Barroso Sees ‘Problems’ If Gas Flow Doesn’t Restart
Russian and Ukrainian officials have accepted a proposal to have international monitors verify gas transit, Barroso said at a joint news conference with Czech Prime Minister Mirek Topolanek in Prague today.
“Tomorrow in Brussels we hope to have this confirmed,” Barroso told reporters. “It’s critical” that supplies “start immediately.”
Russian natural gas exports through Ukraine halted for the first time in three years, threatening to create shortages as freezing weather spurred demand across Europe. Slovakia, Hungary and Bulgaria were among the countries that restricted gas use.
The Czech Republic, which holds the rotating EU presidency, called a meeting of ministers for tomorrow in Brussels with representatives OAO Gazprom and NAK Naftogaz Ukrainy to find a “technical solution” and ensure transit.
“There’s a certain light at the end of the tunnel of an otherwise very complicated bilateral situation,” Topolanek said.

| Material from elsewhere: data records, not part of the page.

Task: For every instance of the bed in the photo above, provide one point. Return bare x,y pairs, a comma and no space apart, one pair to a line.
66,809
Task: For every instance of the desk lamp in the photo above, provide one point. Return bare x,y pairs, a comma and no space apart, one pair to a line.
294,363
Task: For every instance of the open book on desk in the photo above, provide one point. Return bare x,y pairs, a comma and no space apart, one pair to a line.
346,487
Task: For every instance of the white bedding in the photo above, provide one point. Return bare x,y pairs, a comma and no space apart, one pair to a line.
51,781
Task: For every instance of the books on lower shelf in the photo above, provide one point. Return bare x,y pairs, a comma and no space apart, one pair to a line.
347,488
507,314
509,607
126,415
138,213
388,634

The meeting seeks to reach an agreement “so that we could control supplies so that transit could be renewed and that all other remaining questions would be resolved afterward.”

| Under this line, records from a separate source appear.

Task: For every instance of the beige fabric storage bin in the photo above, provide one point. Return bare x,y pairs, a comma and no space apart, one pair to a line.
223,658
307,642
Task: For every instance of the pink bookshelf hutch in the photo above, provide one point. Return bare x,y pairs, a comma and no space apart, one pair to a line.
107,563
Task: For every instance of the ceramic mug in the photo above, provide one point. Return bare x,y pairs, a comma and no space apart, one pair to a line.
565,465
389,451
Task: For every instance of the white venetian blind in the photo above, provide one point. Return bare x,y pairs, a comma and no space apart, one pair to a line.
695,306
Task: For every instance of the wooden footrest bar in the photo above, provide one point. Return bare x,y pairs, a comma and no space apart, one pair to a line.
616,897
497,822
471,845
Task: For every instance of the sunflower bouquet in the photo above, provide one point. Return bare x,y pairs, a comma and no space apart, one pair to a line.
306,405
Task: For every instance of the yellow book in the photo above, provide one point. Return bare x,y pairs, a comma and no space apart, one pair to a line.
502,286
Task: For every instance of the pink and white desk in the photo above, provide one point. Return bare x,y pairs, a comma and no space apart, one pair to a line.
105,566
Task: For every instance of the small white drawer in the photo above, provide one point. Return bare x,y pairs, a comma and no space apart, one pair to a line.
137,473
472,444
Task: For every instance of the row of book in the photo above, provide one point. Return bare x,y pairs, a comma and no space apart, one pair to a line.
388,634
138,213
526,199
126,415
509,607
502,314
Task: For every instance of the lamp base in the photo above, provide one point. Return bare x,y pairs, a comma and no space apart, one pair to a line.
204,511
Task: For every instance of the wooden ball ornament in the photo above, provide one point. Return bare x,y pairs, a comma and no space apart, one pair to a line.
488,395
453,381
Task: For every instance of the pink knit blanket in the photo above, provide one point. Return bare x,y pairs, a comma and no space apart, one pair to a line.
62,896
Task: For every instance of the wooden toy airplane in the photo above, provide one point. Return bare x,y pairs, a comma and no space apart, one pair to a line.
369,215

A deal such as the one outlined by Barroso “could possibly be reached tomorrow,” he said, adding that at the moment, the approach of Russia and Ukraine “gives hope for an agreement.”
The situation may become critical on Jan. 9 if supplies to Europe aren’t restored, Topolanek said. The Czech EU presidency has called a Jan. 12 meeting in Brussels of the council of energy ministers from the bloc’s 27 members.
If the gas dispute isn’t resolved soon, it will also raise doubts about Russia’s commitment as a supplier of gas to Europe and Ukraine’s future as a transit country, Barroso said.
Topolanek, without offering specifics, said the EU could use other “tools” of communication against Russia if the situation persists.
Both Topolanek and Barroso spoke to Russian Premier Vladimir Putin today about the gas problem. Barroso also spoke with Ukraine’s Prime Minister Yulia Timoshenko.